Share capital issued and outstanding:

1. For checking The terms of the share issue can be examined from the

Memorandum of Association.
The Association Articles.
Prospectus.
Memorandum of Information as the case may be.


2. Until minimum subscription is received, it should also be verified that the applicant's money received is deposited in a scheduled bank, and that the grant only takes place after at least minimum subscription.

3. Section 76 addresses the commission to be paid to brokers and underwriters to brokers and underwriters. In its prospectus / Articles of agreement, the organization can recommend a lower rate. The auditor should here insure that the brokers and underwriters are paying the approved commission or brokerage fees.

4. The auditor will make sure that the ownership securities (section 81), which meet with all legal requirements, are properly given to existing shareholders.

Bill 2003 acknowledges the staff, officers or executive supervisors as a supply choice under a system, and it is accepted in compliance with the scheme by SEBI.

5. The prospectus lays out the conditions for the completion of conditional agreements. At the end of such preliminary contracts that could include the purchase of business or property etc, the auditor should ensure that all the requirements are met.

6. The auditor must also ensure that the guidelines issued by SEBI are followed by the company and that the auditor can examine the reports of leading managers on the issue to confirm compliance.

6. In the case of publicly issued shares, the auditor should ensure that the company applied for authority to issue shares on one or more recognized stock exchanges.. At least ten weeks before the date of the subscription list closing the company should obtain permission from the stock exchange.

8. The auditor will ensure that the Group has sufficient and efficient internal control of the problem of its securities.

Capital Contributed in excess of par value of capital:

Capital above par Capital above par shall be the amount paid by investors in excess of the par value of the stock to an investment company. The par value is the legitimate equity capital and is typically written on the stock certificate head. Because par value is generally a very small amount per share, such as $0.01, the majority of the amount paid by the investors is generally categorized as capital over and above par. In some countries, stocks that have no par value at all are issued. In these cases, the capital exceeding the par value is the total amount that investors pay to an investment company.
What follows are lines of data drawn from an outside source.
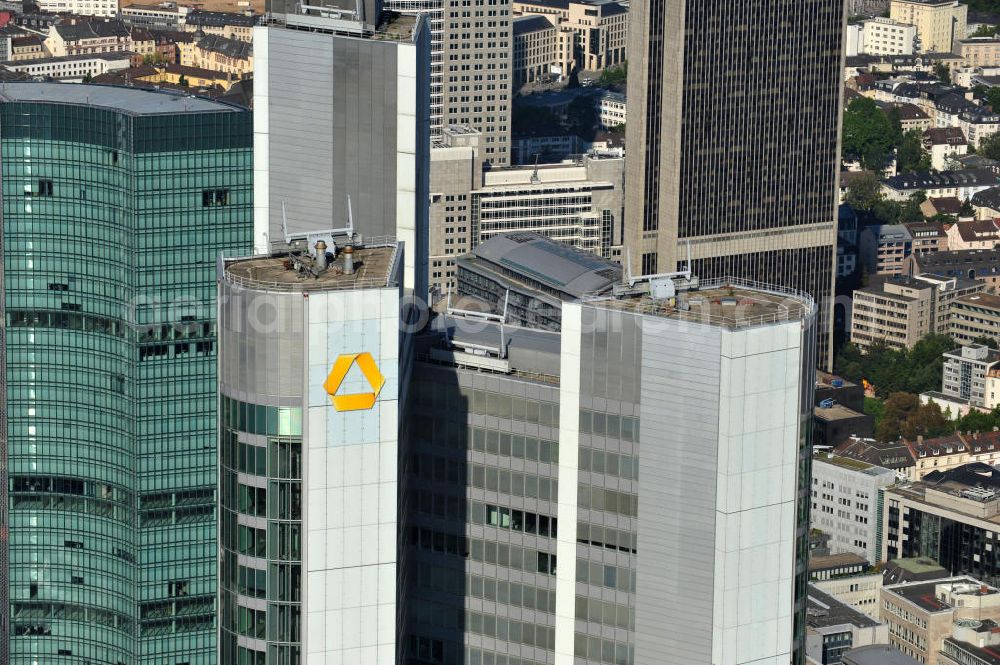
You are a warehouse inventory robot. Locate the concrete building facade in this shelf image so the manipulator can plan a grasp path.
[513,0,628,76]
[882,462,1000,584]
[403,245,815,665]
[880,577,1000,664]
[851,274,983,349]
[948,293,1000,345]
[889,0,969,53]
[859,16,917,55]
[441,0,514,166]
[809,453,896,565]
[511,16,561,90]
[625,0,844,363]
[254,4,430,297]
[216,236,410,665]
[941,344,1000,406]
[430,135,624,294]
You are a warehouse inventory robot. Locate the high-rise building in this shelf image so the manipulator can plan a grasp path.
[254,0,430,295]
[441,0,514,166]
[0,82,253,665]
[889,0,969,53]
[625,0,844,361]
[809,452,896,565]
[430,125,625,293]
[213,233,816,665]
[215,238,409,665]
[882,460,1000,584]
[400,233,815,665]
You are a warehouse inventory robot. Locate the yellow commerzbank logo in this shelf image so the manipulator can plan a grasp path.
[323,352,385,411]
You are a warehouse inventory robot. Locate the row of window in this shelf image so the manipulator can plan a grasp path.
[409,527,556,575]
[486,505,558,538]
[220,395,302,436]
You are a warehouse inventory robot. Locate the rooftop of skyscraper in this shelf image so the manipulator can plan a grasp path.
[595,277,815,328]
[225,239,400,291]
[0,81,244,115]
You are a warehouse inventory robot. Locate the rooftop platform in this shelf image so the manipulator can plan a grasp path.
[0,81,238,115]
[884,577,1000,612]
[225,241,400,291]
[590,277,815,329]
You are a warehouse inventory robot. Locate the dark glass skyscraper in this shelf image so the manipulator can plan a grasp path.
[0,83,253,665]
[625,0,844,364]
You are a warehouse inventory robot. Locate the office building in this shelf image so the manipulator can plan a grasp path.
[833,437,916,480]
[472,154,625,258]
[0,82,253,665]
[882,462,1000,584]
[219,234,409,665]
[458,233,622,331]
[254,0,430,297]
[809,572,882,619]
[848,16,917,55]
[440,0,514,166]
[941,344,1000,406]
[851,272,984,350]
[428,125,483,301]
[809,552,871,581]
[402,234,815,665]
[903,249,1000,293]
[813,402,875,446]
[858,224,913,275]
[810,453,896,565]
[840,644,920,665]
[430,135,624,294]
[949,293,1000,344]
[625,0,844,365]
[513,0,628,76]
[879,576,1000,665]
[384,0,515,158]
[806,583,889,665]
[511,16,562,90]
[121,3,191,30]
[889,0,969,53]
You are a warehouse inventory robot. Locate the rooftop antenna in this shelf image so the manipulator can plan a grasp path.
[500,289,510,358]
[281,196,354,250]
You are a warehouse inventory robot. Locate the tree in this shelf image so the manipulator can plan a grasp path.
[875,393,955,441]
[900,402,955,439]
[875,393,920,441]
[511,104,563,138]
[896,129,931,173]
[934,62,951,85]
[976,132,1000,160]
[844,171,882,212]
[835,334,957,398]
[983,88,1000,112]
[843,97,893,173]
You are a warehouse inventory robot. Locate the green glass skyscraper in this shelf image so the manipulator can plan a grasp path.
[0,83,253,665]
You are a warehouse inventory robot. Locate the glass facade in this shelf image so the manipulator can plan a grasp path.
[0,94,252,665]
[219,395,302,665]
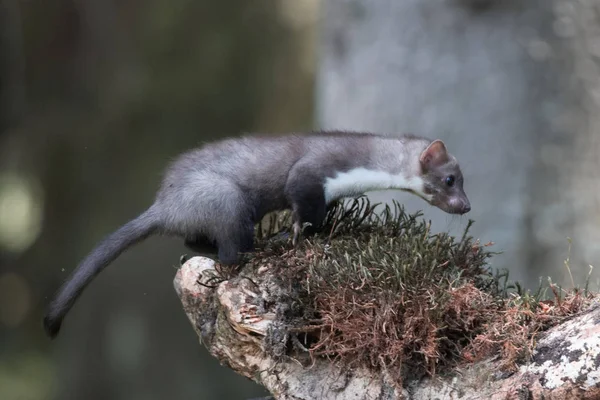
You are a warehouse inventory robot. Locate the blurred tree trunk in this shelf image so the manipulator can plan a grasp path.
[0,0,25,136]
[317,0,600,286]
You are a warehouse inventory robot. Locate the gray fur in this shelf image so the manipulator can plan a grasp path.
[44,132,468,337]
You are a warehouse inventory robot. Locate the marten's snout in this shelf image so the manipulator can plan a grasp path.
[445,196,471,215]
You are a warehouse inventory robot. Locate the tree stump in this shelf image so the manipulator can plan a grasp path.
[174,257,600,400]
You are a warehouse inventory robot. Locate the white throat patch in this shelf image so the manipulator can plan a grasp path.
[324,168,432,203]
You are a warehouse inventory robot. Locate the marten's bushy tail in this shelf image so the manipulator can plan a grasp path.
[44,207,158,338]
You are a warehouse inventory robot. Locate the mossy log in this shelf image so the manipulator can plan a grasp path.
[174,257,600,400]
[175,203,600,400]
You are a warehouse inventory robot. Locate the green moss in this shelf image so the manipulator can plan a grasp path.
[249,198,589,380]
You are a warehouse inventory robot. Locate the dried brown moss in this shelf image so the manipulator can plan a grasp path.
[245,199,591,381]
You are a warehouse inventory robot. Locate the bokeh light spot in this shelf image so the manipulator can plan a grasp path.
[0,174,43,253]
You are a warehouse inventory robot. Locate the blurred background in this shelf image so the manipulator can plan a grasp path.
[0,0,600,400]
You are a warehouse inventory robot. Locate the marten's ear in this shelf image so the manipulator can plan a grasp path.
[419,139,448,169]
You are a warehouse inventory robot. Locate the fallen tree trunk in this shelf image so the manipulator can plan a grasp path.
[174,257,600,400]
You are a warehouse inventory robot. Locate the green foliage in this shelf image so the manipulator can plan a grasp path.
[250,198,587,381]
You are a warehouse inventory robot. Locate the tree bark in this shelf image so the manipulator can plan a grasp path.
[174,257,600,400]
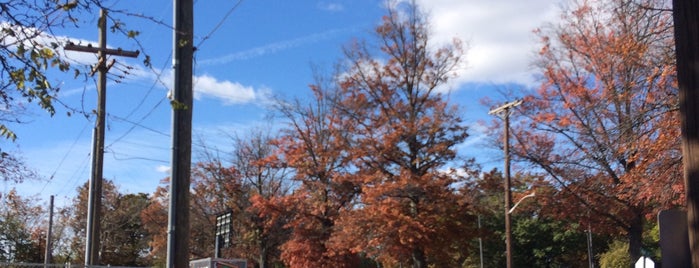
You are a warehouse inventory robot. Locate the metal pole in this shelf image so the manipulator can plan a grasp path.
[587,222,595,268]
[44,195,53,267]
[505,109,512,268]
[478,215,483,268]
[488,100,522,268]
[167,0,194,268]
[85,9,107,266]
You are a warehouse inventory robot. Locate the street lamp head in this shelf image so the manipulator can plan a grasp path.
[507,192,536,214]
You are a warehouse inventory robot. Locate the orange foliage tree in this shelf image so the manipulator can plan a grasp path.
[331,3,475,267]
[141,130,288,267]
[512,0,684,259]
[274,84,358,267]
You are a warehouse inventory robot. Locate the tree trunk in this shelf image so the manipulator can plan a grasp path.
[627,215,643,267]
[672,0,699,268]
[412,248,427,268]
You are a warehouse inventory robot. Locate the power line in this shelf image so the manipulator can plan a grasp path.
[196,0,243,48]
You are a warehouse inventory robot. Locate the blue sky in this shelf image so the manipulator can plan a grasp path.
[1,0,560,205]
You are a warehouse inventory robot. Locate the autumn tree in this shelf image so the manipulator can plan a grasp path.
[140,179,170,267]
[141,128,289,267]
[461,169,605,267]
[192,127,289,267]
[332,3,475,267]
[0,189,44,262]
[511,0,684,260]
[266,81,359,267]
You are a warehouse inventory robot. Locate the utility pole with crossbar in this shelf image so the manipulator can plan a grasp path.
[488,100,522,268]
[63,9,139,266]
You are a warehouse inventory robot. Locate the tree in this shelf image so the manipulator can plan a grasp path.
[333,3,475,267]
[672,1,699,267]
[512,0,684,260]
[267,82,359,267]
[71,180,153,266]
[140,179,170,267]
[0,189,44,262]
[141,128,288,267]
[192,127,289,267]
[461,169,598,267]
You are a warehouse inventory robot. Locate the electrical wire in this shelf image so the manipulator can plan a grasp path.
[195,0,243,48]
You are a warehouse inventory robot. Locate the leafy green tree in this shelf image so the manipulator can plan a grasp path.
[0,189,44,262]
[70,180,151,266]
[600,241,633,268]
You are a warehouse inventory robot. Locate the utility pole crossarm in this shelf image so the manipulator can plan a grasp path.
[63,42,140,58]
[488,100,522,114]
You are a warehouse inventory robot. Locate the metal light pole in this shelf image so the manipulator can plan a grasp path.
[488,100,522,268]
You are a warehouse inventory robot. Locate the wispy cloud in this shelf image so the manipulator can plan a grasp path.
[417,0,561,84]
[194,75,266,105]
[318,1,345,12]
[198,28,352,65]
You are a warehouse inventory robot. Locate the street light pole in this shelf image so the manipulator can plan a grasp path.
[488,100,522,268]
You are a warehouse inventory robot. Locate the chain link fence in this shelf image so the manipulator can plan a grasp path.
[0,262,142,268]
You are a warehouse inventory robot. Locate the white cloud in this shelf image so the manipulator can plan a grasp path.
[155,165,171,174]
[194,75,262,104]
[417,0,560,84]
[198,28,354,66]
[318,2,345,12]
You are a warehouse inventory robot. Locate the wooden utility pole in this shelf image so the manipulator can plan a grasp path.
[488,100,522,268]
[44,195,53,267]
[672,0,699,268]
[64,9,139,266]
[167,0,194,268]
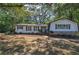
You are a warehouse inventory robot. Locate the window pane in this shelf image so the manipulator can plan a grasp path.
[17,25,23,29]
[55,24,70,29]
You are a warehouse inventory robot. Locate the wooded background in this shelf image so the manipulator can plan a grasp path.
[0,3,79,33]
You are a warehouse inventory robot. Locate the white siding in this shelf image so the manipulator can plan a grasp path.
[50,19,78,32]
[15,25,47,33]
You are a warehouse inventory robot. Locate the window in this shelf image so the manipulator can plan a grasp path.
[41,26,46,30]
[17,25,23,29]
[55,24,70,29]
[34,26,39,31]
[26,26,31,31]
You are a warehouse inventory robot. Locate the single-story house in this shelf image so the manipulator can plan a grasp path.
[15,19,78,34]
[15,24,48,33]
[49,19,78,34]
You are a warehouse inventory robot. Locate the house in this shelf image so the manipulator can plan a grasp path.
[15,24,48,33]
[15,19,78,35]
[49,19,78,34]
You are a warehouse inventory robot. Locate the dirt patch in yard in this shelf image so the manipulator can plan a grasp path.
[9,34,48,41]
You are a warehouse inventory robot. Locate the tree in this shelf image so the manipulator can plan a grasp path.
[0,4,29,32]
[53,3,79,22]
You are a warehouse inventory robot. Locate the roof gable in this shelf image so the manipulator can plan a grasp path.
[49,19,76,24]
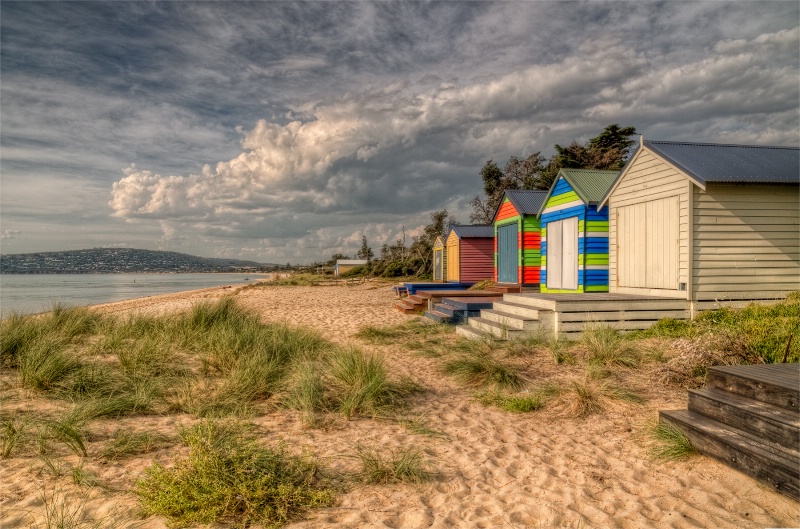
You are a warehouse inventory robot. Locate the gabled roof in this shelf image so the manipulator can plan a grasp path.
[450,224,494,238]
[492,189,547,220]
[644,140,800,185]
[538,169,620,215]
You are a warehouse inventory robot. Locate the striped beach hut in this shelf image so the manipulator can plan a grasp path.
[443,225,494,283]
[600,139,800,304]
[539,169,619,293]
[433,237,447,283]
[492,189,547,287]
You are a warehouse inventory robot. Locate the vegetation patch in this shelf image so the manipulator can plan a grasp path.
[136,421,334,527]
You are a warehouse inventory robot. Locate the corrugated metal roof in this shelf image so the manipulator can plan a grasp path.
[644,140,800,185]
[451,224,494,237]
[548,169,619,204]
[506,189,548,217]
A company will issue its securities at its facial price. The securities are stated to be distributed similar to when the company issues its stock at their face value.
Company can also issue its shares in excess of its face value, i.e.' Premium' or' Discount.' Shares issued at premium or discount require an accounting treatment other than equity issues. Talk about the issue of premium stock.
Emission of premium shares The shares are said to have been issued at Premium if a company issued their shares at a price more than their face value. Premium' is the difference between the issue price and the face value or nominal value. If Rs 10 is a share

Auditors Responsibility to grant premium stocks

The auditor will ensure, in the manner set out in section 52, that the sum of stock premium is used. The organization may only use the stock incentive funds–· The issue of fully paid reward stocks to the company's owners.

Writing off preliminary charges or commission paid or allowable discount on any issue of the company's actions or debentures.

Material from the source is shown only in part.